Tumor infiltrating lymphocytes and macrophages have a potential dual role in lung cancer by supporting both host-defense and tumor progression.

A prerequisite to the developement of an efficient cell and/or gene therapy for lung cancer is a precise characterization of the inflammatory cell populations spontaneously present in the tumor stroma associated with this cancer. This study was designed to define the cytotoxic potential and the relationship with stroma development of tumor infiltrating lymphocytes (TIL) and tumor associated macrophages (TAM). Tumor samples from 48 patients undergoing surgery for non-small cell lung cancer (NSCLC) were analyzed, by immunohistochemistry and in situ hybridization, with a panel of antibodies and probes specific for cell proteins linked to cytotoxicity, cytokines, and growth factors, and the replication status of TIL and TAM was evaluated by in vivo 5-bromodeoxyuridine incorporation.
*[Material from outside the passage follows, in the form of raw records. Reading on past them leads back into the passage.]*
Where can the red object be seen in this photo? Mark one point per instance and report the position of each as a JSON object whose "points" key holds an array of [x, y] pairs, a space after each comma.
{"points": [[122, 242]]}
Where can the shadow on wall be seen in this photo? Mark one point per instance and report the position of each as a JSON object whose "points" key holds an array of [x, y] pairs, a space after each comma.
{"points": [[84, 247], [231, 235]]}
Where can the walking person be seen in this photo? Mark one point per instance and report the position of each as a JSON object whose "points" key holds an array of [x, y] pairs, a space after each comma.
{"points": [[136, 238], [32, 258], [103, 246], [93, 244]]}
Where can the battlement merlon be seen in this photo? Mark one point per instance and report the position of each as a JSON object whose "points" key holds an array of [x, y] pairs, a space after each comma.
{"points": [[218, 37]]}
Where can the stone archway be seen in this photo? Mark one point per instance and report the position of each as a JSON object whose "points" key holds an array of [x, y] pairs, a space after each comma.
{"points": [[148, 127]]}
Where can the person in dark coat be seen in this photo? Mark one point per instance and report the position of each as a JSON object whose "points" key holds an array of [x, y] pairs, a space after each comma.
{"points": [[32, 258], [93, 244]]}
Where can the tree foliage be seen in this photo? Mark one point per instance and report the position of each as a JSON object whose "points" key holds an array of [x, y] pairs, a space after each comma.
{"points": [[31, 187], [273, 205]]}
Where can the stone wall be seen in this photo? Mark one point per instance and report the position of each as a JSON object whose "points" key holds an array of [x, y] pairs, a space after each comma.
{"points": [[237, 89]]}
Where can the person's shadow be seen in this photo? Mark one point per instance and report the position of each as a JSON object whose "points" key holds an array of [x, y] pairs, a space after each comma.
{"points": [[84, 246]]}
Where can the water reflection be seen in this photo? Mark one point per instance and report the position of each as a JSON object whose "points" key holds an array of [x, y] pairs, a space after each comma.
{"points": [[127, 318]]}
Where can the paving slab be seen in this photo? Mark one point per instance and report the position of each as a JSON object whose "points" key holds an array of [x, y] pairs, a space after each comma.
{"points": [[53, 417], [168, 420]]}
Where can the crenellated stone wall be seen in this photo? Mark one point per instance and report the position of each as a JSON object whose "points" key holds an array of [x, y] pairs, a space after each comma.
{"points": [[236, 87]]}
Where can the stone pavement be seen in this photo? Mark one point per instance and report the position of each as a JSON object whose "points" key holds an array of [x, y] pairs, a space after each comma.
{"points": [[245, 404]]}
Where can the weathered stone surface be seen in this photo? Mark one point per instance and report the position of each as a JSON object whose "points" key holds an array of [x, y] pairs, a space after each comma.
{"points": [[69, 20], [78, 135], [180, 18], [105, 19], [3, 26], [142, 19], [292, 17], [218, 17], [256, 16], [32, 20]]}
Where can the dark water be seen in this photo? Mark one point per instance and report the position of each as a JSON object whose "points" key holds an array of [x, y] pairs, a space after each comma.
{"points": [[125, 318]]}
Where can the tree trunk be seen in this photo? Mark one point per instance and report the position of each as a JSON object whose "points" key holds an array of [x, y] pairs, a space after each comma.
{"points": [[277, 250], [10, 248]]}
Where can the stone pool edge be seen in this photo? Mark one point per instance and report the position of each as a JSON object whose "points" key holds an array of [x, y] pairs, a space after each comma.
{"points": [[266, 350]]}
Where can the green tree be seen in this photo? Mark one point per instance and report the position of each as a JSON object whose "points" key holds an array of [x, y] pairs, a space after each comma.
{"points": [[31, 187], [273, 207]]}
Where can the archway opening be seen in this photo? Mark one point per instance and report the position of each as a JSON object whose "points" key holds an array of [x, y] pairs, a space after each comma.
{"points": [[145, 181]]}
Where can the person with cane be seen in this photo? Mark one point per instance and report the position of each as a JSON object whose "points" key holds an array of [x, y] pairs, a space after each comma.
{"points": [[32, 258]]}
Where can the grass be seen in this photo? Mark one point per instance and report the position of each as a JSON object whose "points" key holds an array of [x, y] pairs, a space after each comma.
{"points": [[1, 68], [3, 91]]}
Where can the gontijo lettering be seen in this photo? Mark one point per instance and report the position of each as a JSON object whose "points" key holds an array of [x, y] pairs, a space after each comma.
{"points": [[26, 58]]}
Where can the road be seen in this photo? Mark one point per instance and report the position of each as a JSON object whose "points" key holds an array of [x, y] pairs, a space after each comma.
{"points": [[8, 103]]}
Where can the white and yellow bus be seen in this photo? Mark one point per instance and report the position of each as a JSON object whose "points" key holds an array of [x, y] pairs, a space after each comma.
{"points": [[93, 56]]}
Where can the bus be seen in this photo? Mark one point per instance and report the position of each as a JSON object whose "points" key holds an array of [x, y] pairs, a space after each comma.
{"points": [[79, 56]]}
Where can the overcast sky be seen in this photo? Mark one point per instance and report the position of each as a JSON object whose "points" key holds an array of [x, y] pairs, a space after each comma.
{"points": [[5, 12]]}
It was shown that, in NSCLC: (1) tumor stroma inflammatory cells are mainly TIL (approximately 2/3) (among them, 80 % are T-cells) and TAM (approximately 1/3), with almost no natural killer (NK) cells, and a few dentritic cells; (2) TAM and TIL are poorly replicating, but mainly recruited to the tumor stroma; (3) more than half TAM show an antibody-dependent cytotoxic potential, and one third of T-cells are TIA-1 positive CD8 activated cytotoxic lymphocytes; (4) cancer cells from only a few tumor express HLA class I and II antigens; (5) TAM production of cytotoxic cytokines [interleukin-1alpha (IL-1alpha), IL-1beta, IL-6, tumor necrosis factor-alpha (TNF-alpha)] and of transforming growth factor-beta1 (TGF-beta1) is low, in contrast to their strong release of platelet-derived growth factor (PDGF). We concluded that, in NSCLC, TIL cytotoxicity is likely to be low because of a poor class I MHC expression by tumor cells, and TAM low production of cytotoxic cytokines is a major limit to their possible cytotoxic activity. In contrast, TAM may favor tumor progression by contributing to tumor stroma formation and angiogenesis through their release of PDGF, in conjunction with TGF-beta1 production by tumor cells.